Pero algo malo sucede: Aldo, su hijo, enferma de manera tan radical que el narrador dice: “empezamos a perderlo”. Aislados de su propio hijo por reglas ultrarrigurosas de prevención de los seres sanos, el narrador se ve obligado a demandar una “autorización para emigrar yo y los míos”, no a otro planeta sino a la vieja Tierra, algo considerado como una involución, como una decisión estrambótica y tal vez repudiable. Al dejar su ciudad volátil, Gamine, al narrador -vista desde lejos- su ciudad le parece “semejante a una bandeja de piedras preciosas sin apoyo en el espacio”.
Afincados en el campo, o lo que era el campo, los esposos hallan un espacio íntimo, y unas reglas más humanas para la muerte de su hijo. Lo enterraron en un cementerio encima de una loma, un lugar adonde le pueden llevar flores y, la madre, canturrearle y hablarle de vez en cuando. Un sitio de recuerdo y comunión que jamás hubieran tenido en la ciudad volátil.
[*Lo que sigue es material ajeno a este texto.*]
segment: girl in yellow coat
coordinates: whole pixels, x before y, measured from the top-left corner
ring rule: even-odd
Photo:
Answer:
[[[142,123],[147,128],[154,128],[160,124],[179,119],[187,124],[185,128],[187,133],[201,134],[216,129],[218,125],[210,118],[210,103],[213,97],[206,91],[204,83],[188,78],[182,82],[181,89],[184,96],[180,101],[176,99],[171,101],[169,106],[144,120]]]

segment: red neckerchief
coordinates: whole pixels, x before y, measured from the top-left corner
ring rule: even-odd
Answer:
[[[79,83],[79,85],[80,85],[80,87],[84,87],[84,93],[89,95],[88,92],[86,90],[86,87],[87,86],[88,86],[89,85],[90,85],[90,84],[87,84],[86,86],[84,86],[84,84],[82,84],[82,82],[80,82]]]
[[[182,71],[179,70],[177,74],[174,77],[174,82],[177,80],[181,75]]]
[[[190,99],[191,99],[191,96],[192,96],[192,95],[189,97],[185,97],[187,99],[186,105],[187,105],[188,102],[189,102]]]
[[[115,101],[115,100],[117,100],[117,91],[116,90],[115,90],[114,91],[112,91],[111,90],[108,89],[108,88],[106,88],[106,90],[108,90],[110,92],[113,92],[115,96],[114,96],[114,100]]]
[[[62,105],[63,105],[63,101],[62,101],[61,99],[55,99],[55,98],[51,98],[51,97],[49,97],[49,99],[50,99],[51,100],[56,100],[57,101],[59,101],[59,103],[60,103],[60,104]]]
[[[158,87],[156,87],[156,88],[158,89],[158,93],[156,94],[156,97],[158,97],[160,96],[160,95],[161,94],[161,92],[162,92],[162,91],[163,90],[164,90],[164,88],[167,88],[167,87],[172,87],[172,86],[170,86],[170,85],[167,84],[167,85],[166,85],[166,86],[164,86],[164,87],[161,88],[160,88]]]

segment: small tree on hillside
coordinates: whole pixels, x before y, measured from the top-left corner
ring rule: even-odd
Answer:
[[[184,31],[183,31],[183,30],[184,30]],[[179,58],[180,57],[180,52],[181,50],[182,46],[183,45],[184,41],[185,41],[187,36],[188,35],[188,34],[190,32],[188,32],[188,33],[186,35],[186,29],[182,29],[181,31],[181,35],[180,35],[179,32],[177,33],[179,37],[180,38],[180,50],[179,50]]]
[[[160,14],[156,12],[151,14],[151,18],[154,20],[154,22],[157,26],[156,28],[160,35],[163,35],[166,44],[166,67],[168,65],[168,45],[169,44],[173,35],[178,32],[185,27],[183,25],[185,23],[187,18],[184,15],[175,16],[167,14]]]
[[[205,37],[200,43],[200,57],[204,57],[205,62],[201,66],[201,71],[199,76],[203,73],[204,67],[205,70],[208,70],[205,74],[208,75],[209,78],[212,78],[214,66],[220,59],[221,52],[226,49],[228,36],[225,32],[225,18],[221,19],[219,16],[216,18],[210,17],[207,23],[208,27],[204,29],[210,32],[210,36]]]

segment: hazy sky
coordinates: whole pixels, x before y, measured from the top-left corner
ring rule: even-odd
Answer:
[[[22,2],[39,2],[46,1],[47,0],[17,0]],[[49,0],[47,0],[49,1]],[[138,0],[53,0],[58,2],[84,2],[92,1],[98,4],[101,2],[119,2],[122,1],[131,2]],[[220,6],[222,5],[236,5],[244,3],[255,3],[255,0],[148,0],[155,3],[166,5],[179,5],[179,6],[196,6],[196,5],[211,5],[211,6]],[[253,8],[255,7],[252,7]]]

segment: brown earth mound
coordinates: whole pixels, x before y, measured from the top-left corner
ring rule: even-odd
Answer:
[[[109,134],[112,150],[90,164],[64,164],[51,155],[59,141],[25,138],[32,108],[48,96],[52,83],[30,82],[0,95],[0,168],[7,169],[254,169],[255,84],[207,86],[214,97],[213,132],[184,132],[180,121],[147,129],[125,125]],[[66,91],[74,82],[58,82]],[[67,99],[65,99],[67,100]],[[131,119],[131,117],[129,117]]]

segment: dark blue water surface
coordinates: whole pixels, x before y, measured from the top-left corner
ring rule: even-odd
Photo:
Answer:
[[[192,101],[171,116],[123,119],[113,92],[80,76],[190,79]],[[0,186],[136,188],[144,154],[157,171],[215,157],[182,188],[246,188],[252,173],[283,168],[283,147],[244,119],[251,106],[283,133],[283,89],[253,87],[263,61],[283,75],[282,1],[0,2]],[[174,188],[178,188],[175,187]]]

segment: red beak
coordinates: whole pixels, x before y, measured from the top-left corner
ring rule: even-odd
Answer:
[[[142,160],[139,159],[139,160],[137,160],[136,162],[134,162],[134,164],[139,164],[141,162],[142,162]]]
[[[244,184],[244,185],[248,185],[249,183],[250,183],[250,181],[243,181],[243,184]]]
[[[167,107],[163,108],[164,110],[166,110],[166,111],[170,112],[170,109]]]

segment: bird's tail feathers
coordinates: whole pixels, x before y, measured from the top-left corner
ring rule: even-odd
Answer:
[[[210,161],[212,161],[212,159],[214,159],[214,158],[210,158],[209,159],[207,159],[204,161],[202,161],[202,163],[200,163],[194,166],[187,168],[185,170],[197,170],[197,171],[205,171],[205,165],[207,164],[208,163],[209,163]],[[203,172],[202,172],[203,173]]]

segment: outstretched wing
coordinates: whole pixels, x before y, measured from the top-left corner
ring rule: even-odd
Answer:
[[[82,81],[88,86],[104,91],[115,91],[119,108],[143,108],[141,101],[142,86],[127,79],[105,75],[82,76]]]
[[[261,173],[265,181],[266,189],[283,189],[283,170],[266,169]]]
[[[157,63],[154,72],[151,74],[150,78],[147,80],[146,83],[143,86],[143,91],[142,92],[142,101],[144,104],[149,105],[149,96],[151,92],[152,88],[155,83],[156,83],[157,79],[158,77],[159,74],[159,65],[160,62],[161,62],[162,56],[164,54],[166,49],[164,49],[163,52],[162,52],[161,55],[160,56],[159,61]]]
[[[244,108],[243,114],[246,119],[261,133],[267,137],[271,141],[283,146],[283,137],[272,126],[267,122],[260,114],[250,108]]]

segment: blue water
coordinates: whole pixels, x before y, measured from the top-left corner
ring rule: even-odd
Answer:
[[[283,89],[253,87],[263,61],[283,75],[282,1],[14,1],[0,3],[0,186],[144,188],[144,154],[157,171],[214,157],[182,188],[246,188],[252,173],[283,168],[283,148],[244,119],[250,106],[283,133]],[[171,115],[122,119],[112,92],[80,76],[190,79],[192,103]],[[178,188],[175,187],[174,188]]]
Por las noches, el padre se asoma por encima del brocal y ve en el fondo del pozo “un ojo de luz penetrante que mira y se mueve”. Probablemente sea el reflejo de un astro o de una ciudad; pero el padre piensa que esa mirada lo llama y lo llama “para que lo siga”, y él le responde con una voz firme que refleja una férrea decisión: “Sí, hijo. Ahí voy contigo.”.
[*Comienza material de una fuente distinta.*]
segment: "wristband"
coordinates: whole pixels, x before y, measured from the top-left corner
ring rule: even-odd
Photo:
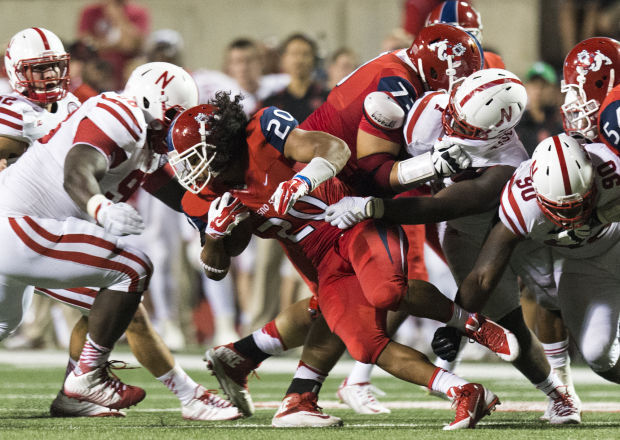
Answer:
[[[225,269],[216,269],[215,267],[211,267],[211,266],[209,266],[208,264],[203,263],[203,261],[202,261],[202,260],[199,260],[199,261],[200,261],[200,266],[201,266],[204,270],[208,270],[209,272],[219,273],[219,274],[222,274],[222,273],[226,273],[226,272],[228,272],[228,268],[225,268]]]
[[[436,177],[430,152],[398,162],[398,183],[403,186],[424,183]]]
[[[110,202],[110,200],[106,196],[104,196],[103,194],[95,194],[90,199],[88,199],[88,202],[86,202],[86,212],[88,213],[88,215],[94,218],[96,222],[99,222],[99,220],[97,220],[99,208],[103,203],[106,202]]]

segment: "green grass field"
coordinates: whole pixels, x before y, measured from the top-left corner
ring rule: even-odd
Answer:
[[[146,389],[147,397],[121,418],[49,417],[49,405],[59,389],[61,366],[11,365],[10,352],[0,353],[0,439],[618,439],[620,438],[620,387],[600,381],[576,383],[584,402],[583,423],[552,427],[538,418],[544,399],[518,374],[497,375],[496,364],[476,364],[473,371],[488,379],[476,378],[491,388],[503,404],[472,431],[444,432],[451,421],[448,403],[427,396],[418,387],[378,374],[374,384],[387,393],[381,401],[391,414],[362,416],[338,404],[335,392],[341,374],[328,377],[319,403],[331,414],[342,417],[345,426],[330,429],[275,429],[271,418],[282,399],[291,373],[259,371],[260,379],[250,381],[257,405],[256,414],[233,422],[191,422],[181,418],[179,403],[163,385],[143,369],[125,370],[120,376]],[[294,364],[291,362],[294,368]],[[469,369],[471,370],[471,368]],[[584,370],[584,371],[581,371]],[[584,368],[577,373],[587,374]],[[187,369],[208,388],[217,382],[204,369]],[[464,374],[465,377],[467,377]],[[589,377],[589,376],[588,376]],[[536,411],[532,411],[532,409]]]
Este relato sobriamente humanista, de anticipación, forma parte de Cuentos del exilio (1983), incluido en los Cuentos completos de Antonio Di Benedetto. Una apuesta por la muerte digna, real, la que rehumaniza a seres que han perdido su relación con ella y con lo que tiene de dadora de sentimientos y sentido. Un suceso crucial en la vida de los hombres trivializado por el progreso.